Steam generators for supplying superheated steam are known in the art. For example, U.S. Pat. No. 4,408,116 issued to Turner on Oct. 4, 1983 discloses a superheated steam generator with dual heating stages. A more recent steam generator design is illustrated in our prior patent U.S. Pat. No. 8,359.919 issued Jan. 22, 2013 and entitled “Super Heated Steam Generator With Slack Accommodating Heating Tanks,” that is owned by the same assignee as in this case.
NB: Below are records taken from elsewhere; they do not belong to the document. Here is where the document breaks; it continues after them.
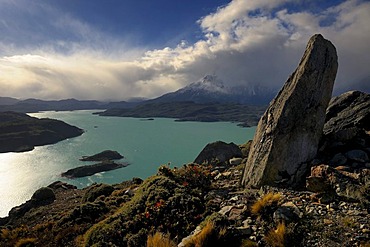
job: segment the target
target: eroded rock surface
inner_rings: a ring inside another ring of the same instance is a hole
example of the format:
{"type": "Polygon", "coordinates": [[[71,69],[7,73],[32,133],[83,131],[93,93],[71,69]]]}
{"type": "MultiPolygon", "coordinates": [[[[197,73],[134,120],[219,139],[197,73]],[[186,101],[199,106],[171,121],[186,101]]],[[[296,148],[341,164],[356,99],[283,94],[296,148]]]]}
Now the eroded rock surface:
{"type": "Polygon", "coordinates": [[[311,37],[298,68],[258,123],[243,185],[296,182],[302,164],[317,153],[337,68],[333,44],[320,34],[311,37]]]}

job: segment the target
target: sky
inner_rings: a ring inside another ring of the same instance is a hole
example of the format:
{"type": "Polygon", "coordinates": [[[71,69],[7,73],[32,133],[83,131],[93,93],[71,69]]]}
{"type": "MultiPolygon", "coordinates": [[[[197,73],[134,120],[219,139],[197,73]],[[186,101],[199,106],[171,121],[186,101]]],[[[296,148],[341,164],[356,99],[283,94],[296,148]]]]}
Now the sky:
{"type": "Polygon", "coordinates": [[[0,96],[153,98],[207,74],[278,90],[316,33],[334,94],[370,92],[369,23],[365,0],[0,0],[0,96]]]}

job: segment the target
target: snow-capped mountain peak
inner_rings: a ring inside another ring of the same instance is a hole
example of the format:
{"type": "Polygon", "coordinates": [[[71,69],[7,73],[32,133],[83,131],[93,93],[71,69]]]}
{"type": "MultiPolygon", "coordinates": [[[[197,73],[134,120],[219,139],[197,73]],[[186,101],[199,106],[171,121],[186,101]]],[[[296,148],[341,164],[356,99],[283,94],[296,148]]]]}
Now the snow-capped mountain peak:
{"type": "Polygon", "coordinates": [[[211,93],[228,93],[229,91],[228,88],[224,86],[223,82],[215,75],[206,75],[201,80],[189,84],[182,90],[202,90],[211,93]]]}
{"type": "Polygon", "coordinates": [[[275,96],[260,86],[225,86],[215,75],[206,75],[176,92],[164,94],[151,102],[193,101],[195,103],[237,103],[266,105],[275,96]]]}

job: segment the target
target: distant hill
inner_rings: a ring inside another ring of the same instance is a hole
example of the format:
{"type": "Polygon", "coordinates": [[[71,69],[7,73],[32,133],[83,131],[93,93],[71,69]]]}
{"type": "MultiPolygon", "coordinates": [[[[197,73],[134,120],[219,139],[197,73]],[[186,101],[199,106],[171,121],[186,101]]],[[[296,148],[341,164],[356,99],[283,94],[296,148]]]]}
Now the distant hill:
{"type": "MultiPolygon", "coordinates": [[[[4,101],[6,102],[6,101],[4,101]]],[[[13,100],[7,101],[8,104],[0,101],[0,111],[16,112],[38,112],[38,111],[71,111],[71,110],[89,110],[89,109],[107,109],[107,103],[96,100],[13,100]],[[11,103],[13,102],[13,103],[11,103]]]]}
{"type": "Polygon", "coordinates": [[[38,119],[18,112],[0,112],[0,153],[29,151],[76,137],[83,130],[54,119],[38,119]]]}
{"type": "Polygon", "coordinates": [[[97,113],[100,116],[152,118],[176,118],[177,121],[199,122],[238,122],[241,126],[257,125],[264,106],[240,104],[194,103],[185,102],[150,102],[134,108],[115,108],[97,113]]]}
{"type": "Polygon", "coordinates": [[[10,97],[0,97],[0,105],[13,105],[19,102],[18,99],[10,97]]]}

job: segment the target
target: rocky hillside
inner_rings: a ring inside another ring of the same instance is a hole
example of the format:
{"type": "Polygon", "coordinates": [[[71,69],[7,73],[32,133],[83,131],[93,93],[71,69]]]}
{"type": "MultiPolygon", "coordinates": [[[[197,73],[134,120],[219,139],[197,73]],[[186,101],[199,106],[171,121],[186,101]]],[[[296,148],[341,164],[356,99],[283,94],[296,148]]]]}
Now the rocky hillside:
{"type": "Polygon", "coordinates": [[[0,112],[0,153],[23,152],[82,135],[83,130],[54,119],[0,112]]]}

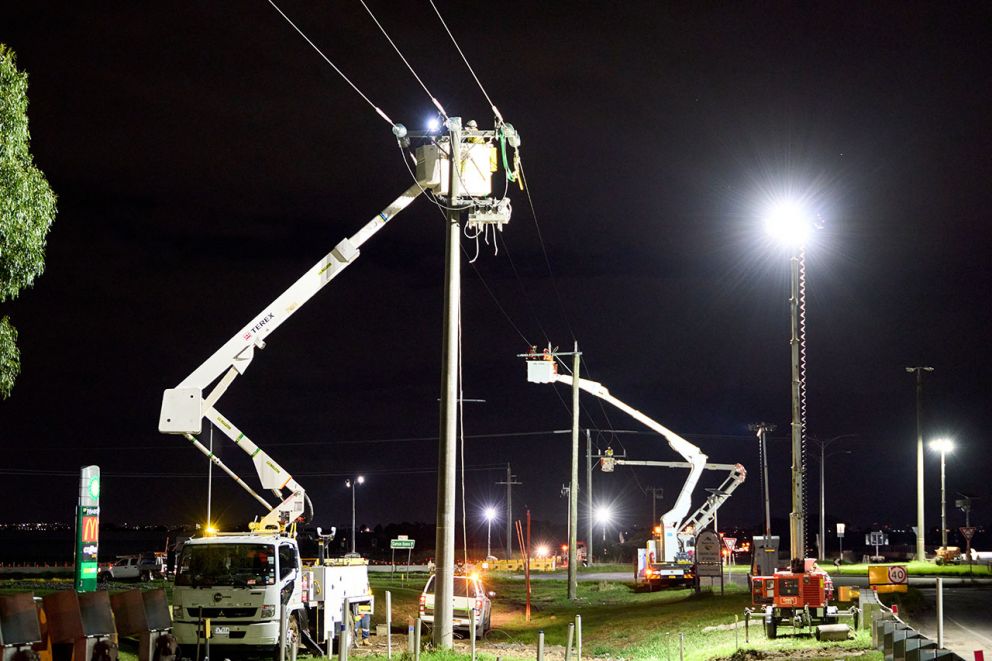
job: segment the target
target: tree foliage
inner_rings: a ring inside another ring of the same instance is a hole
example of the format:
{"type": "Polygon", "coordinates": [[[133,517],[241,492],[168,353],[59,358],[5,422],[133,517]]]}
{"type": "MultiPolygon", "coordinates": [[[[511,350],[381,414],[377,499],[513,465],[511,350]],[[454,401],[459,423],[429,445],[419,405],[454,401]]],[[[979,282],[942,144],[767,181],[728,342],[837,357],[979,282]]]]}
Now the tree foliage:
{"type": "MultiPolygon", "coordinates": [[[[31,157],[28,77],[0,44],[0,303],[17,297],[45,269],[45,240],[55,220],[55,193],[31,157]]],[[[17,331],[0,319],[0,397],[20,372],[17,331]]]]}

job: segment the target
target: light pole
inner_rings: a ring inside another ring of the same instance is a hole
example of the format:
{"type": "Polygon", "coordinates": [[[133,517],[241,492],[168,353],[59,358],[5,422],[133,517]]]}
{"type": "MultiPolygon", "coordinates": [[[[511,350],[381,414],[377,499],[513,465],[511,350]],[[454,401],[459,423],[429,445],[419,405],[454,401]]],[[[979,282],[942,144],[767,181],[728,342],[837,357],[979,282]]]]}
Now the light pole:
{"type": "Polygon", "coordinates": [[[938,438],[930,441],[930,449],[940,453],[940,545],[947,548],[947,483],[944,475],[944,460],[947,453],[954,449],[954,443],[948,438],[938,438]]]}
{"type": "Polygon", "coordinates": [[[487,507],[486,515],[486,560],[493,557],[493,519],[496,518],[496,508],[487,507]]]}
{"type": "Polygon", "coordinates": [[[775,425],[767,422],[758,422],[748,425],[747,428],[758,437],[758,458],[761,461],[761,473],[763,490],[765,496],[765,539],[772,534],[772,511],[768,501],[768,432],[775,431],[775,425]]]}
{"type": "Polygon", "coordinates": [[[826,465],[826,460],[830,457],[836,456],[838,454],[851,454],[850,450],[843,450],[841,452],[835,452],[824,456],[824,452],[832,443],[839,441],[842,438],[851,438],[857,436],[857,434],[841,434],[840,436],[834,436],[833,438],[828,438],[825,441],[820,441],[817,439],[812,439],[814,443],[820,446],[820,541],[817,546],[817,556],[819,559],[825,560],[827,555],[827,504],[826,504],[826,484],[824,473],[824,466],[826,465]]]}
{"type": "Polygon", "coordinates": [[[596,508],[596,523],[603,527],[603,554],[606,554],[606,525],[613,518],[613,512],[606,505],[596,508]]]}
{"type": "Polygon", "coordinates": [[[923,525],[923,373],[932,372],[932,367],[907,367],[910,374],[916,373],[916,559],[927,559],[926,527],[923,525]]]}
{"type": "Polygon", "coordinates": [[[351,479],[345,480],[344,485],[351,488],[351,554],[358,555],[355,552],[355,539],[358,537],[358,531],[355,529],[355,487],[359,484],[364,484],[365,478],[361,475],[351,479]]]}
{"type": "Polygon", "coordinates": [[[792,354],[792,512],[789,514],[789,553],[791,569],[801,573],[806,557],[806,507],[803,441],[805,436],[805,298],[806,241],[815,225],[802,206],[780,201],[765,216],[765,229],[779,243],[792,250],[789,259],[792,354]],[[803,313],[800,314],[800,308],[803,313]]]}

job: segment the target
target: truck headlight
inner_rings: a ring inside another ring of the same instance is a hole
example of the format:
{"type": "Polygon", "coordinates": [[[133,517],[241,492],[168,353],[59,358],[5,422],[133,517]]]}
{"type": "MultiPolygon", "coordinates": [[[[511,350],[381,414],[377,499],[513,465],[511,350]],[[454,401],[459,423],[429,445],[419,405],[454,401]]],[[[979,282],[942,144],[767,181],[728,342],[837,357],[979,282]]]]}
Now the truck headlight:
{"type": "Polygon", "coordinates": [[[172,619],[181,620],[183,617],[183,607],[180,604],[172,604],[172,619]]]}
{"type": "Polygon", "coordinates": [[[276,616],[276,606],[275,604],[265,604],[262,606],[260,616],[263,618],[273,618],[276,616]]]}

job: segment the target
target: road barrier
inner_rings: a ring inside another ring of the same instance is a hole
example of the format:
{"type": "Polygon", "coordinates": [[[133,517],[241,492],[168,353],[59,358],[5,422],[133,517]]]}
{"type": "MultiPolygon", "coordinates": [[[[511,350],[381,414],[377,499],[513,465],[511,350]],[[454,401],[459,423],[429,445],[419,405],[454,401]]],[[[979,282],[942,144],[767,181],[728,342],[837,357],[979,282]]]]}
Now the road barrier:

There are currently several different forms of steam injection technology for oil recovery. The two primary prior art methods are “Cyclic Steam Stimulation” and “Steam Flooding.” The “Cyclic Steam Stimulation” method, also known as the “Huff and Puff” method, consists of injection, soaking, and production stages. Steam is first injected to heat the oil in the reservoir to raise the temperature and lower the oil viscosity, thereby enhancing fluid flow. Injected steam may be left in the well for periods of time for soaking and diffusion of the steam into the well environment. Subsequently, oil is extracted from the treated well, at first by natural flow (since the steam injection will have increased the reservoir pressure) and then by artificial lift. Production decreases as the oil/steam mixture cools, necessitating repetition of the steam injection steps. The “huff and puff” method thus injects steam in periodic cycles, applying periodic “puffs” of steam between periodic soaking periods, during which the steam generator apparatus recharges and accumulates another volume of steam for subsequent injection. The “huff and puff” process is most effective in the first few steam cycles. However, it is typically only able to recover approximately 20% of the Original Oil in Place (OOIP), compared to steam flooding, which has been reported to recover over 50% of OOIP.
Steam flooding involves multiple wells. Some wells are used as steam injection wells, and others are used for oil production. Two mechanisms are at work to improve the amount of oil recovered. The first is to heat the oil to higher temperatures and to thereby decrease its viscosity so that it flows more easily through the formation toward the producing wells. A second mechanism is the physical displacement of oil in a manner similar to water flooding, in which oil is meant to be pushed to the production wells. While more steam is needed for this method than for cyclic steam simulation methods, it is typically more effective at recovering a larger portion of the oil.
A form of steam flooding termed “steam assisted gravity drainage”, abbreviated “SAGD,” utilizes multiple, spaced apart, horizontal wells. Steam is injected into the upper SAGD well in an effort to reduce the viscosity of the oil deposits to the point where gravity will pull the oil into the producing well.
However, it has become evident to us that, for maximum crude oil recovery efficiency, superheated steam can be injected concurrently with the extraction operation in a single well. In this manner, time delays are avoided, and additional energy is available through the large number of degrees of superheat (defined as the difference between the actual steam temperature and the saturation temperature at the delivery pressure). Thus the requirement of supplemental wells is obviated.